Where to store lookup table

G

Greg Snidow

Greetings folks. I have a lookup table stored in a workbook, that has three
columns, and about 200 rows. I use it in macros in about 10 other workbooks
that I send out to people. The problem is that with every workbook I send
out, I need to insert the lookup worksheet into the workbook in question, run
the macros, then delete it. Is there a way I could store the values of the
lookup table in Excel, so it would be available to every new work book I
open? I have absolutely no idea if this is possible, or how to do it if it
is. Thank you.
 
G

Greg Snidow

Don, thanks for the quick reply. I thought about that, but then wouldn't I
need to put the long case statement into every macro I have, and into every
new one?
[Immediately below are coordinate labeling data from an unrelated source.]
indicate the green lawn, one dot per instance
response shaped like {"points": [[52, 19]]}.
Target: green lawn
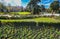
{"points": [[17, 13], [40, 19], [20, 13]]}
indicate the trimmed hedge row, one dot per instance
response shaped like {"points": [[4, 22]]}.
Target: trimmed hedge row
{"points": [[33, 24]]}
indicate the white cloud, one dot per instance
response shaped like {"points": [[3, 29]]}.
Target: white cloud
{"points": [[12, 2]]}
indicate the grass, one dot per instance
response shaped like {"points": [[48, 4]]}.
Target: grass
{"points": [[16, 13], [40, 19], [20, 13], [26, 32]]}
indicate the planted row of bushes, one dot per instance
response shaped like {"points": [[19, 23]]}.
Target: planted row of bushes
{"points": [[32, 24]]}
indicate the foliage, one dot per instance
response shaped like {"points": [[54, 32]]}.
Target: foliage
{"points": [[41, 19], [55, 6], [9, 31], [33, 6]]}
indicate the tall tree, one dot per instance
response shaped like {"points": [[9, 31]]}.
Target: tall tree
{"points": [[33, 6], [55, 6]]}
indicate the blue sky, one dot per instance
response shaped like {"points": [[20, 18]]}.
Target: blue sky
{"points": [[46, 3]]}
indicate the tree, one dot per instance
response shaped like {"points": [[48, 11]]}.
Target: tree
{"points": [[42, 8], [33, 6], [55, 6], [2, 7]]}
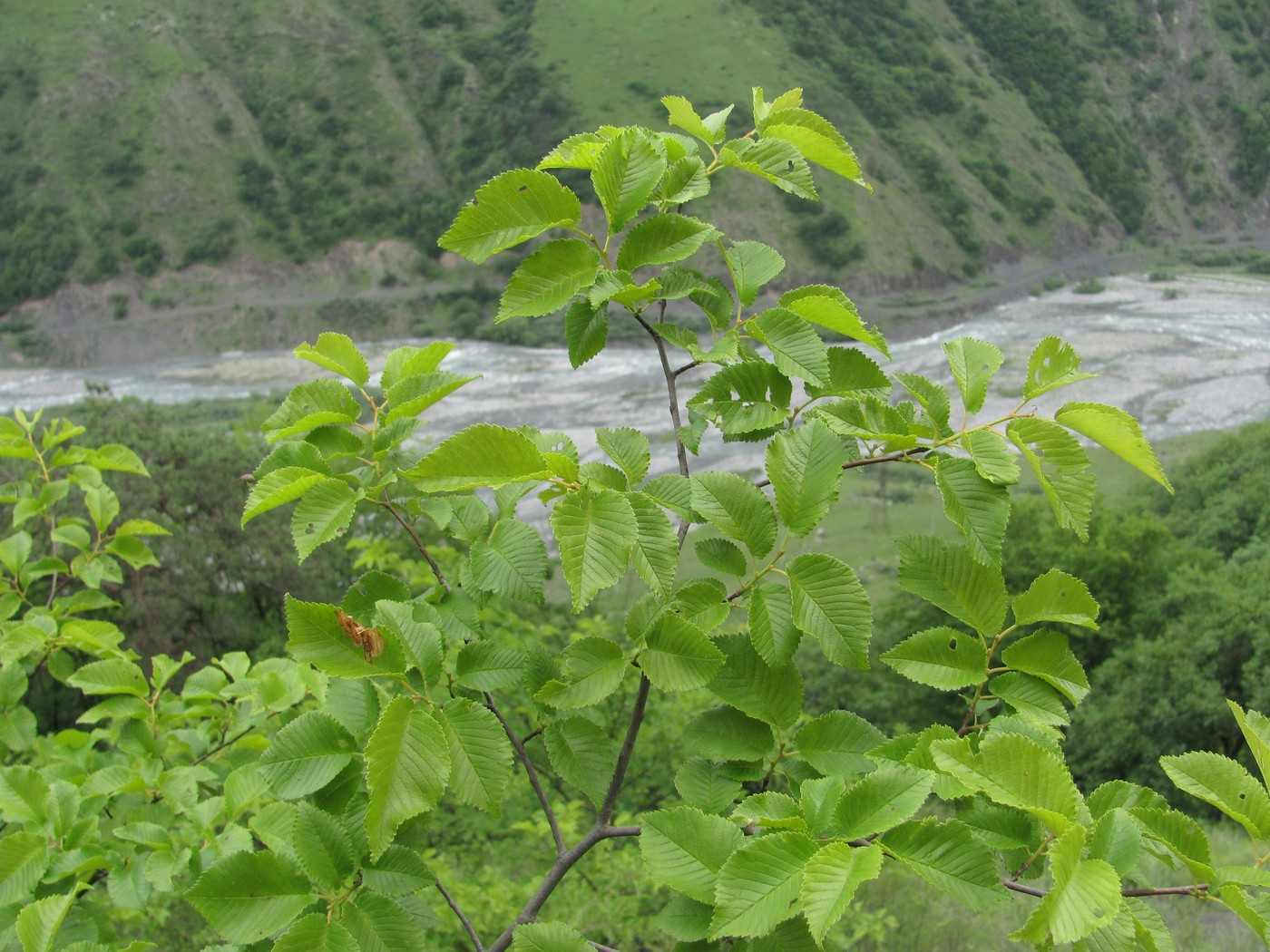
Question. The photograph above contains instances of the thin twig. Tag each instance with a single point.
(1164, 891)
(531, 772)
(672, 393)
(562, 866)
(464, 919)
(222, 745)
(624, 758)
(872, 461)
(418, 542)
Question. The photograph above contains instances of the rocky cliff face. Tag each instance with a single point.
(151, 136)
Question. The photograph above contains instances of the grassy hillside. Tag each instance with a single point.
(146, 135)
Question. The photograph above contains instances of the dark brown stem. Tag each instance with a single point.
(464, 919)
(418, 542)
(532, 773)
(597, 834)
(222, 745)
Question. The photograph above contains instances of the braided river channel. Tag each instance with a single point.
(1184, 355)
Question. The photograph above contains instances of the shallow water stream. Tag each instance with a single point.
(1199, 359)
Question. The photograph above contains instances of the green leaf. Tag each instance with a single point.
(315, 635)
(409, 361)
(829, 882)
(775, 160)
(113, 675)
(1226, 784)
(508, 209)
(727, 733)
(323, 513)
(1045, 656)
(759, 884)
(483, 454)
(685, 848)
(752, 264)
(685, 919)
(1255, 727)
(593, 669)
(546, 279)
(771, 624)
(1060, 465)
(975, 505)
(992, 457)
(737, 508)
(549, 937)
(117, 457)
(1118, 840)
(796, 348)
(415, 393)
(816, 137)
(853, 374)
(828, 307)
(835, 744)
(720, 555)
(406, 770)
(40, 920)
(586, 329)
(707, 786)
(679, 656)
(594, 532)
(480, 754)
(1051, 364)
(685, 180)
(1031, 697)
(682, 114)
(945, 575)
(399, 872)
(1015, 771)
(581, 151)
(307, 755)
(973, 364)
(884, 799)
(415, 628)
(315, 935)
(338, 353)
(23, 860)
(933, 397)
(626, 174)
(24, 795)
(626, 447)
(949, 857)
(485, 665)
(583, 754)
(656, 554)
(321, 846)
(511, 562)
(831, 606)
(311, 405)
(942, 657)
(378, 924)
(248, 897)
(663, 238)
(749, 685)
(1117, 431)
(1057, 597)
(1085, 895)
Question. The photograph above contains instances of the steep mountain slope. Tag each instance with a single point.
(145, 135)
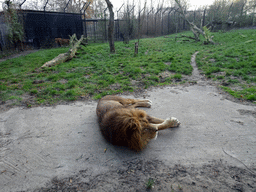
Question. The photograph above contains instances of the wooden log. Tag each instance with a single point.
(61, 58)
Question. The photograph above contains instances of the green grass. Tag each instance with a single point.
(233, 61)
(95, 72)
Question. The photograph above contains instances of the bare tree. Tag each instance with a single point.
(196, 31)
(111, 27)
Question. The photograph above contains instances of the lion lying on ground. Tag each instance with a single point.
(122, 124)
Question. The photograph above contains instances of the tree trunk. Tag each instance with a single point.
(111, 27)
(196, 31)
(61, 58)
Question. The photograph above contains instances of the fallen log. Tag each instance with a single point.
(61, 58)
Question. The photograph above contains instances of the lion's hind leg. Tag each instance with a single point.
(163, 124)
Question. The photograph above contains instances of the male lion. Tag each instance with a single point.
(122, 124)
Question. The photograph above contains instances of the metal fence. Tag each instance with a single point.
(41, 27)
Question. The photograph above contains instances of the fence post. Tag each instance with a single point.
(204, 17)
(147, 20)
(156, 18)
(163, 20)
(118, 26)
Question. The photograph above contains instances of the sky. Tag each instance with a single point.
(192, 3)
(118, 3)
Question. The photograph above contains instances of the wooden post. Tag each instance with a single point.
(136, 51)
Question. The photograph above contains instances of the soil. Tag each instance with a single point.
(135, 175)
(154, 175)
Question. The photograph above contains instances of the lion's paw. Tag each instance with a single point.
(149, 102)
(173, 122)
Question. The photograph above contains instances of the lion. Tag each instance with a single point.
(121, 123)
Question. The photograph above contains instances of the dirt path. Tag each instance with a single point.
(61, 149)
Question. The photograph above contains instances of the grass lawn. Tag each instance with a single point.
(233, 62)
(95, 72)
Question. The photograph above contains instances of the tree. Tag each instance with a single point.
(15, 27)
(111, 27)
(196, 31)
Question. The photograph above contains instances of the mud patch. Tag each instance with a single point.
(134, 175)
(247, 112)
I was looking to make it available as an object.
 
R

Rick Rothstein

Without seeing your lookup table (how large is it?) or the macros that
operate on it, it is kind of hard to give you specific advice. Perhaps you
can attach a Module to your worksheet with a subroutine in it that inserts a
worksheet, creates the table from stored data and runs the macros (as
subroutines from the module) to do whatever it is they do and then delete
the inserted worksheet. I would think you could do this from the worksheet
open event and you could probably set a flag somewhere (an always empty
cell) to see if this was all run before (assuming your code only has to be
run once per workbook) so you can control whether it gets run or not.
 
D

Don Guillett

Try this idea

Public mv 'place at the top of the module. Change the mv in your sub and
run it.

Sub checkselectem1()
mv = 1
selectem
End Sub

Sub checkselectem2()
mv = 2
selectem
End Sub

Sub selectem()
Select Case mv
Case 1: x = 1
Case 2: x = 2
Case Else
End Select
MsgBox x
End Sub
 
D

Don Guillett

Change to this instead
Public mv
Public x
'===========
Sub checkselectem1()
mv = 1
selectem
MsgBox x
End Sub

Sub checkselectem2()
mv = 2
selectem
MsgBox x
End Sub

Sub selectem()
Select Case mv
Case 1: x = 1
Case 2: x = 2
Case Else
End Select
'MsgBox x
End Sub
 
G

Greg Snidow

Thanks Rick, that is actually an idea I was working on when I thought there
might be a better way.
 
G

Greg Snidow

Don, please forgive me, but I am just now starting to learn about more comlex
code. I do not know what you mean by 'Public mv' and 'Public x', nor what
the below code is doing. Could you mabe explain a bit further, possibly in
laymen's terms? Thank you.
 
D

Don Guillett

I made the example pretty simple. Just paste all lines that I sent into a
module and then fire one of the
checkselectem macros and you will see what is happening.
Contact me privately with your workbook if necessary.
 
G

Greg Snidow

Don, thank you so much for the offer, and I will definitely take you up on
it. I tried your code, and it returned pop ups with values. I'm not sure
what it is doing, so I will spend some more time trying to understand it,
then send you what I am trying to do. Thanks again.